4) Uit het antwoord op mijn schriftelijke vraag nr. 6-523 van 19 maart 2015 blijkt dat de Interministeriële Conferentie "Maatschappelijke Integratie en Grootstedenbeleid" in het jaar 2015 nog niet was samengekomen. Is deze ondertussen wel al samengekomen ? Zo ja, wanneer en kunnen wij de agenda en de verslagen hiervan ontvangen ? Zo neen, waarom niet ?

Antwoord ontvangen op 13 juli 2016 :

In antwoord op haar vragen, heb ik de eer mevrouw de senator de volgende antwoorden te geven :

1) Diverse redenen hebben ervoor gezorgd dat de oorspronkelijk voorziene timing niet gehaald werd. Zo vonden bijkomend consultaties plaats met het middenveld. De bedoeling was om hierbij zo concreet mogelijke aanbevelingen en suggesties te verzamelen om de ontwerpversie inhoudelijk beter te maken. De resultaten van de schriftelijke consultatie werden nadien besproken binnen het Belgisch Platform tegen armoede en sociale uitsluiting EU2020. De Kamer van volksvertegenwoordigers heeft in een resolutie van 17 december 2015 daarnaast aan het Rekenhof gevraagd de kwaliteit, de uitvoering, de opvolging en de evaluatie van het tweede Armoedebestrijdingsplan 2012–2014 te onderzoeken. Intussen ontving ik begin juni 2016 het schrijven van het Rekenhof van de dat 25 mei 2016 met hierbij het ontwerprapport, waarbij de mogelijkheid gegeven werd om nog te reageren op de conclusies en aanbevelingen. Er werd ook rekening gehouden met de opmerkingen en aanbevelingen van het Rekenhof bij de aanpassingen in de ontwerpversie. Mijn bedoeling is om het derde Federale Plan armoedebestrijding 2016–2019 nog vóór het zomerreces 2016 op de Ministerraad te brengen.

2) Bij de totstandkoming van het Federale Plan armoedebestrijding 2016–2019 werd geen formeel overleg met de deelstaten voorzien, omdat het hier een pure federale aangelegenheid betreft. De deelstaten hebben bovendien elk hun eigen armoedeplan opgesteld.

3) Gelet op de prioriteit die ik in mijn beleid leg op de strijd tegen kinderarmoede, bevat het derde Federale Plan armoedebestrijding een aparte doelstelling die focust op de strijd tegen kinderarmoede. We moeten namelijk de strijd op dit vlak gevoelig opvoeren, zodat we de vicieuze cirkel van generatiearmoede kunnen doorbreken. Met grote belangstelling heb ik dan ook de aanbevelingen uit het kinderarmoederapport dat in de Senaat op 27 februari 2016 werd aangenomen onderzocht. Het bleek niet evident om aanbevelingen hieruit te integreren binnen dit Federaal Plan, maar er is op dat vlak wel nog goed nieuws te melden. Zo voorzie ik in het derde Federaal Plan armoedebestrijding een aparte actie die het opstellen van een tweede Nationaal Plan kinderarmoede voorop stelt. Het kinderarmoederapport van de Senaat vormde een goede basis voor de start van de werkzaamheden van het tweede Nationaal kinderarmoedeplan. Mijn administratie is hier eind vorig jaar mee gestart, intussen vonden al een aantal overlegmomenten plaats tussen de verschillende administraties. Dit Plan, dat in het najaar van 2016–begin 2017 zijn definitieve vorm zal moeten krijgen, zal tot stand komen in zeer nauwe samenwerking met de Gemeenschappen en de Gewesten.

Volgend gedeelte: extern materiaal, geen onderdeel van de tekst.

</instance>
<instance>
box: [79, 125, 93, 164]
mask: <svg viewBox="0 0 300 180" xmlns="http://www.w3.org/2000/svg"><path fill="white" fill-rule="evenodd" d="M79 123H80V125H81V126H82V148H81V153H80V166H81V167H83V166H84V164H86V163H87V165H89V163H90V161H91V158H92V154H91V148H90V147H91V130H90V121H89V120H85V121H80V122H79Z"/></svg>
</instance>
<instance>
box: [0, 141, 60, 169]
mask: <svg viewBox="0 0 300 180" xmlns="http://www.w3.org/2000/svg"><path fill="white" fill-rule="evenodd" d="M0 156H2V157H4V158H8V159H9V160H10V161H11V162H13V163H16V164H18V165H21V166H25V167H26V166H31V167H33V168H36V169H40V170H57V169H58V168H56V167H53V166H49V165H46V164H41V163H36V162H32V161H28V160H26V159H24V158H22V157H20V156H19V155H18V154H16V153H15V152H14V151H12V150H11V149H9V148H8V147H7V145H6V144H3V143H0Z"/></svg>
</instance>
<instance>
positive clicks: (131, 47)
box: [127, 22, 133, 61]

4) De Interministeriële Conferentie « Maatschappelijke Integratie en Grootstedenbeleid » is in het jaar 2016 nog niet samengekomen. De werkzaamheden rond de opmaak van het tweede Nationaal Plan kinderarmoede, in samenwerking met de deelstaten, zouden aangegrepen kunnen worden om een agenda samen te stellen voor een toekomstige Interministeriële Conferentie.